Sacramento Battle Over Telling Patients About Doctors’ Probation

March 12, 2017

San Francisco Chronicle
By Melody Gutierrez

SACRAMENTO — Dr. Wanda Heffernon, a former UCSF anesthesiologist, made headlines in 2001 when she pleaded guilty to stealing credit cards from her fellow physicians and forging prescriptions to feed her drug addiction.

While facing those charges, she worked as a physical therapist at a nursing home in San Mateo County, where she was accused — and later convicted — of elder abuse after prying a diamond wedding ring off a 94-year-old patient, bruising the woman’s finger in the process. The judge who sentenced Heffernon to two years in prison noted the extreme vulnerability of the victim and remarked that there was “a dark side to Ms. Heffernon that is difficult to fathom.”
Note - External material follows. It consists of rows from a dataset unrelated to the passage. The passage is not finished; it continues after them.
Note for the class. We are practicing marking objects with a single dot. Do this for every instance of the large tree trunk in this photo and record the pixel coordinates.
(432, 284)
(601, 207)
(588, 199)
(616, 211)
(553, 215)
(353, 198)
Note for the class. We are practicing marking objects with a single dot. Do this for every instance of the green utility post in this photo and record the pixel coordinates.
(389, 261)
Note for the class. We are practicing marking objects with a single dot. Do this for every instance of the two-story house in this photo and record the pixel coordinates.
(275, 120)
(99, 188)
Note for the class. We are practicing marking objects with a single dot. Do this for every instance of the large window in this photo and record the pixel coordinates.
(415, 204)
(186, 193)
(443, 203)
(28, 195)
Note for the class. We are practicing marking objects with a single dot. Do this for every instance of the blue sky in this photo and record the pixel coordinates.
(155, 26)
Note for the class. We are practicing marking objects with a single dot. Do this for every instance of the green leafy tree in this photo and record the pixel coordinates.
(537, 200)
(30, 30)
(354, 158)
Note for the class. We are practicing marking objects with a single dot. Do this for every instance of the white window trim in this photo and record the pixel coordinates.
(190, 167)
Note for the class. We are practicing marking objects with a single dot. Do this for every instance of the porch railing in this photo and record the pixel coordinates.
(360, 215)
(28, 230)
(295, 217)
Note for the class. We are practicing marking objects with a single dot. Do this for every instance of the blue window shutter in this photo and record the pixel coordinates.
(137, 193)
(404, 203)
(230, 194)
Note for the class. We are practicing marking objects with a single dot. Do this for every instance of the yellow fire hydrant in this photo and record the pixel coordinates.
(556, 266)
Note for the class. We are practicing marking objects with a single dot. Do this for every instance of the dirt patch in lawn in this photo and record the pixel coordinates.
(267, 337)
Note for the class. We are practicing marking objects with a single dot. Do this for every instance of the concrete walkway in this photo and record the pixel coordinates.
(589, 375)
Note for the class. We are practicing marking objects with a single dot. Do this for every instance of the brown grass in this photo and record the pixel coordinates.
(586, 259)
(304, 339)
Now, many years later, Heffernon is licensed to practice medicine in California.

After surrendering her license in 2001, Heffernon successfully petitioned the Medical Board of California in 2014 to get it back on the condition she remain on probation for five years. It’s unclear whether Heffernon, who lives in Oakland, is currently practicing medicine. She hastily declined to comment when reached by phone.

Heffernon is one of 500 doctors in the state — including 85 in the Bay Area — on probation by the state medical board. But they’re not required by law to disclose their probationary status to their patients, and consumer advocates say they should be.

“Doctors should have to tell you they are on probation before they treat you,” said Eric Andrist, who supports patient notification laws and is a vocal critic of the medical board. “The probation itself is ridiculous. When you look at many of these cases, the licenses should be revoked, not suspended.”